Kits are available at nurseries or home improvement supply
stores. Leaky hoses also work well. Peaches are very
prone to diseases and insects. To
have a chance that a large number of the fruit will be blemish-free,
a weekly spray program is required.
There are fruit tree sprays that combine Captan (fungicide),
and carbaryl (insecticide) or you can buy them separately and combine
them yourself. Organic gardeners have a more difficult time.
Try neem oil, pyrethrins, Spinosad, and sulfur products. If you do not begin
spraying ever week after the petals drop, you can expect stink bugs
to hit the fruit. The stink
bugs inject their digestive juices and then ingest the “soup.” The result is misshapen, scarred fruit. In the long-term (seven – nine years)
many peach trees succumb to bacterial canker.

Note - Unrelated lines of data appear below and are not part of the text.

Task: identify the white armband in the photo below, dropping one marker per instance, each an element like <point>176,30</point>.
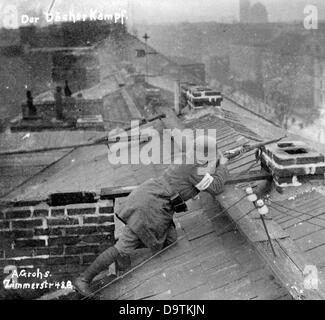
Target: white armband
<point>205,182</point>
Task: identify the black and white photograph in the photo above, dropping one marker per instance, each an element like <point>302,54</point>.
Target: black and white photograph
<point>171,151</point>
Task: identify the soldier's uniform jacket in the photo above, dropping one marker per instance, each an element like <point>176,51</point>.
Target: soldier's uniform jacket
<point>148,211</point>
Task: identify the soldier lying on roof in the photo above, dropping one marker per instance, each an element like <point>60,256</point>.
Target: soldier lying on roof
<point>148,211</point>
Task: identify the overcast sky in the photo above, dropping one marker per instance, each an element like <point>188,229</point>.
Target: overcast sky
<point>170,11</point>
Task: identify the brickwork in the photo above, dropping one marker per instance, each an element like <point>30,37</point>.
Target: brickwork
<point>61,240</point>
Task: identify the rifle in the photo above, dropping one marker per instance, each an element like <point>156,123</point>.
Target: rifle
<point>230,154</point>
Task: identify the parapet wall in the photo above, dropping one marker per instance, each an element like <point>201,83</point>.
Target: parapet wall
<point>60,240</point>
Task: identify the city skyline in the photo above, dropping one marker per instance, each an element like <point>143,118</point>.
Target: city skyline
<point>167,11</point>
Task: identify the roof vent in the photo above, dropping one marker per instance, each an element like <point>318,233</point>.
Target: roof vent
<point>292,163</point>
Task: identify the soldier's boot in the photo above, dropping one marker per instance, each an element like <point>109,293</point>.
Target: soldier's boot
<point>102,262</point>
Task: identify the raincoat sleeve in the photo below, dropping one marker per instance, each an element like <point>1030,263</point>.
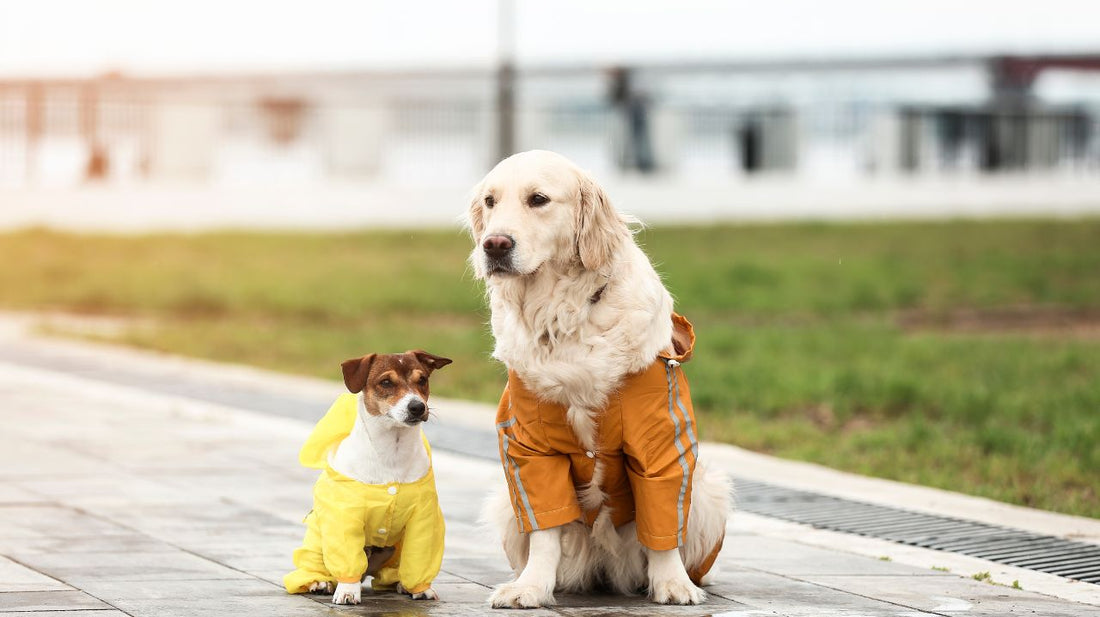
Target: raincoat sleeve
<point>329,432</point>
<point>343,538</point>
<point>422,546</point>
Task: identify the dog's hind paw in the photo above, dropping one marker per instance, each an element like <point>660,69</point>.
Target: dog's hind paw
<point>348,593</point>
<point>677,592</point>
<point>517,595</point>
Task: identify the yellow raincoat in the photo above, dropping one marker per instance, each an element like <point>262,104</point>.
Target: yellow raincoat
<point>349,516</point>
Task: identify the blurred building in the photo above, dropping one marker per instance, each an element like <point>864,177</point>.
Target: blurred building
<point>692,127</point>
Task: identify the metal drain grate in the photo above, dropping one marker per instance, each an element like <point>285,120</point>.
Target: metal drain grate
<point>1011,547</point>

The limbs exude a gummy material and branches die one by one. Resist bacterial canker by maintaining good
drainage, and by keeping them well watered.
Iron chlorosis can also be a major problem. Even if the peach tree is planted in a raised
bed, the roots reach the alkaline native soil.
Apply an iron spray every spring and autumn and fertilize with
an iron chelate product to fend off chlorosis.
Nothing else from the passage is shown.